Considération – Discrimination – Patriarcat
Il était une fois, à 11h31,
dans une entreprise qui se voulait licorne
Un royaume de beaux slogans.
Un royaume de la donnée.
Ici, tout est connecté ou presque : des serveurs, … des illusions.
Les valeurs sont notées sur les murs
: Confiance. Travailler ensemble. Passion. Disruption. Responsabilité.
Sur les écrans :
« Dans notre Valley, nous croyons en l’humain ! »
Entre deux coupes budgétaires et quelques départs « stratégiques »,
le même message continue de circuler, beau et vide.
Certains étaient chargés de rendre publique la note d’égalité.
C’est important d’être joliment égal.
Un euro d’augmentation à chaque retour de congé maternité, et le tour était joué.
Il faut que ça fasse joli sur le rapport,
97/100,
Illusion parfaite.
Au sommet, les dirigeants regardent les chiffres comme on regarde un tableau.
Si la peinture est moche, on repeint.
Quant à la charte égalité hommes-femmes,
toujours la même depuis des années.
À peine un coup de polish pour faire croire qu’on réfléchit.
Elle trône dans les guides internes.
Immuable.
Intouchable.
Décorative.
Un trophée qu’on dépoussière pour la journée du 8 mars.
Elle ne protège pas.
Elle ne change rien.
Elle fait joli sur le rapport annuel.
Des engagées, il y en avait une pelletée.
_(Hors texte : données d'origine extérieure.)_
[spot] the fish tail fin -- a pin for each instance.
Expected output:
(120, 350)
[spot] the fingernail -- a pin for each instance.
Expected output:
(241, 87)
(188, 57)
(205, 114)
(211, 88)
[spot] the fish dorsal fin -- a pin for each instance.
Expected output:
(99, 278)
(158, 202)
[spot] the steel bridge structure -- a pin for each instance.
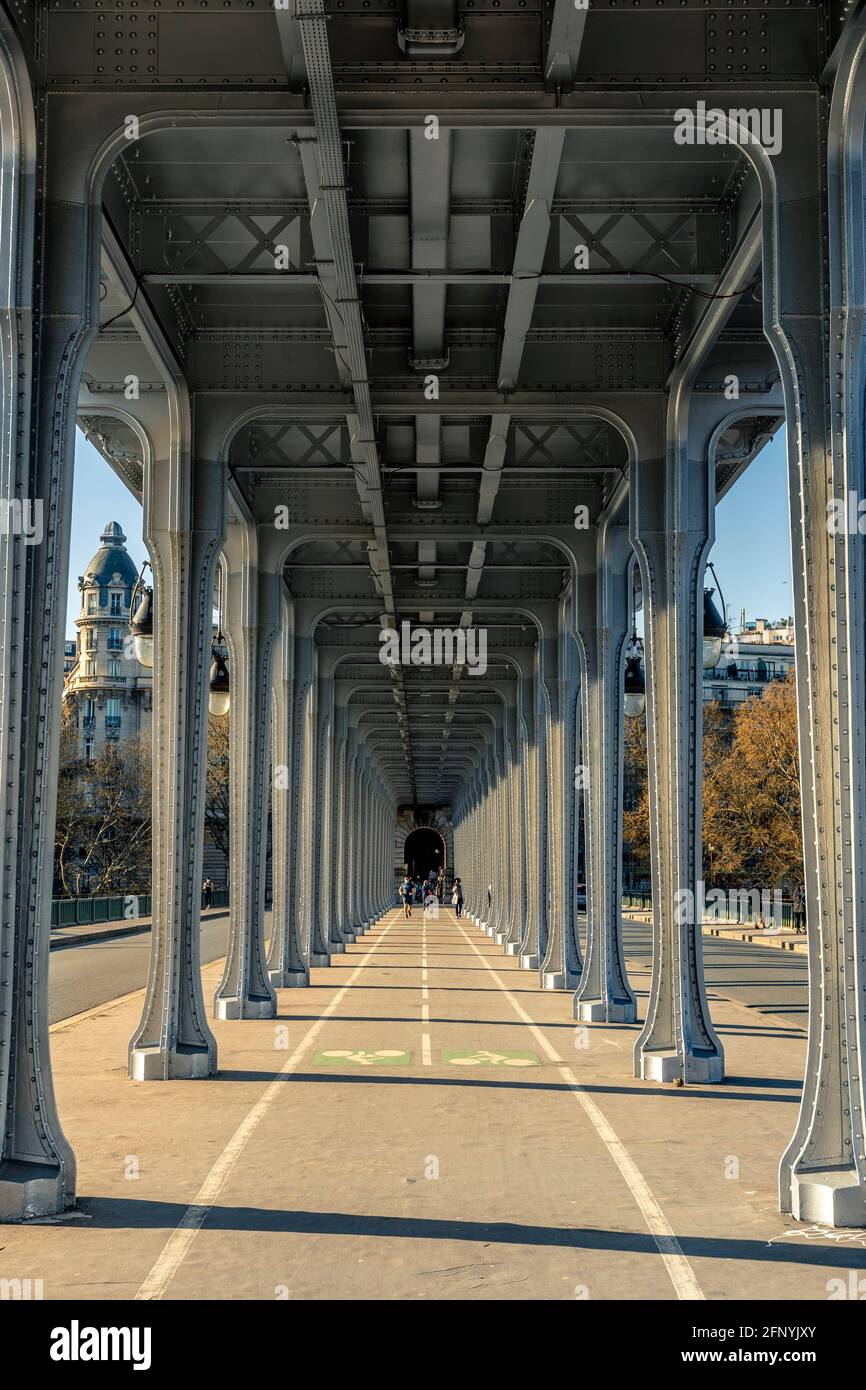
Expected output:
(453, 316)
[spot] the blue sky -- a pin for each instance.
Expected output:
(752, 551)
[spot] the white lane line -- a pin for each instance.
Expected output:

Des femmes là depuis des décennies, et même la moitié d’une vie.
Quinze ans de loyauté.
Avec des nuits blanches,
des réunions interminables dans des salles nommées Pablo Picasso, Bill Gates ou encore Edison.
Une seule salle portait le nom d’une femme : Ada Lovelace.
Pièce Introuvable.
Des femmes inspirantes, il y en a dans l’histoire, dans la science, dans la recherche…
et, accessoirement, dans l’entreprise aussi.
Quatre femmes au COMEX pour démontrer la parité.
Quatre exceptions, …, car toutes les autres devaient se battre deux fois plus fort pour tout.
Parmi elles, il y avait une assistante aux achats.
Sa mission au départ : classer, tamponner, sourire.
Elle observait.
Elle apprenait.
Elle comptait.
Elle négociait.
Elle n’eut jamais le titre d’acheteuse.
Pourtant, elle dirigeait des projets que d’autres refusaient.
Elle connaissait chaque coût, chaque fournisseur, chaque angle mort.
Mais, au sein de cette licorne, la considération ? Faut pas trop demander.
Quand chaque mail commence par :
« Bonjour Messieurs »
À la CGT, Nous refusons que les femmes soient les victimes de petites économies.
Alors la direction se dit :
« Soyons malins.
Hors de question que cela se voit dans les rapports de politique sociale.
Ne modifions surtout pas leur intitulé de poste.
Ne changeons surtout pas leur fiche.
Gardons le titre.
Ça passera inaperçu. »
Le titre devient alors alibi.
Ce titre est une perversion.
« Ne leur donne pas le poste, elles travailleront comme si, de toute façon.
»
On leur prend bien plus qu’un salaire car il y a là toute leur considération.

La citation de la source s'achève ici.